Christchurch Mosque Shootings

Fire and Emergency New Zealand

Christchurch Mosque Shootings

Last Friday was a sad time for all of us.  Many of those who were killed had been victims in their own countries. They came to NZ to find safety and a better life but now have become victims in our country. 

Our contribution to the Police response was small, but important.  We deployed our Remotely Piloted Air Systems to help with surveillance, we resourced Police with some Thermal Imaging Cameras and our Regional Co-ordination Centres were stood-up, and ensured that we were alert and that information flowed. We also offered first response support to St John to help with other medical calls as they were focused on helping the victims of the shooting, but we didn’t receive any medical calls during this time. Our command vehicles and their hazardous material equipment were also on stand-by if required. My thanks to those who deployed, were on duty or stand-by throughout the country. Well done. 
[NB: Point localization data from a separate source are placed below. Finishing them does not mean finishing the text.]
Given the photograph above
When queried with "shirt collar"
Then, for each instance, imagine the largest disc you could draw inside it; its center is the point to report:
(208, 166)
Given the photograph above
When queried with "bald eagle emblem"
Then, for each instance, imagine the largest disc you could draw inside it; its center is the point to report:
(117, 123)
Throughout this tragic event, our concern was how we would balance ensuring that the public remained protected, while keeping our own people safe. To do this, we required our trucks and people to remain in their stations unless called out on a task. Once we knew that the threat had decreased, we decided that going back onto the streets was the best way to help and be there for our Christchurch community in a time of terrible need. This was a new situation for many and we will be conducting a review of our actions to learn from this situation. 
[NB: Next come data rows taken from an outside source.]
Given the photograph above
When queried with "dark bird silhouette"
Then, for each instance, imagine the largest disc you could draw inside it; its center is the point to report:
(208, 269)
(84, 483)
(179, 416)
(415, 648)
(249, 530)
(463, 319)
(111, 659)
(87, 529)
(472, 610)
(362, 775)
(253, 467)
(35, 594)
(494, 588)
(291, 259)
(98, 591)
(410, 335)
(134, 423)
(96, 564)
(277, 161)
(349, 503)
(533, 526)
We are all processing this horrific event in our own separate ways. Please remember to take care of yourselves and that we have a range of support services available to you. I encourage you to access this if you need it. A full list of services can be found here on our portal

Someone brought extreme racial hatred into our country from the outside, but as our Prime Minister Jacinda Adern stated – that is not what New Zealand is or who New Zealanders are.  Within Fire and Emergency, we have been working to establish an environment where differences are accepted, welcomed and respected, where people can feel safe to be who they really are.  This is the time when we must live up to those values, more strongly than ever. We all need to strive to create a stronger environment of understanding and respect. 

For those of you within Fire and Emergency, who are from varying religions or ethnicities – you are welcome among us and an integral part of our whanau. 

For all of us, this is also a time to show the public what we stand for.  I ask you to please call by mosques and places of significance to other religions or racial groups and make it known that we welcome them in New Zealand, and that we will always be there to protect them.  That is what firefighters and firefighting organisations do – protect people, no matter who they are. 

We can do our bit to make New Zealand a stronger and safer place.  Now is the time to stand up.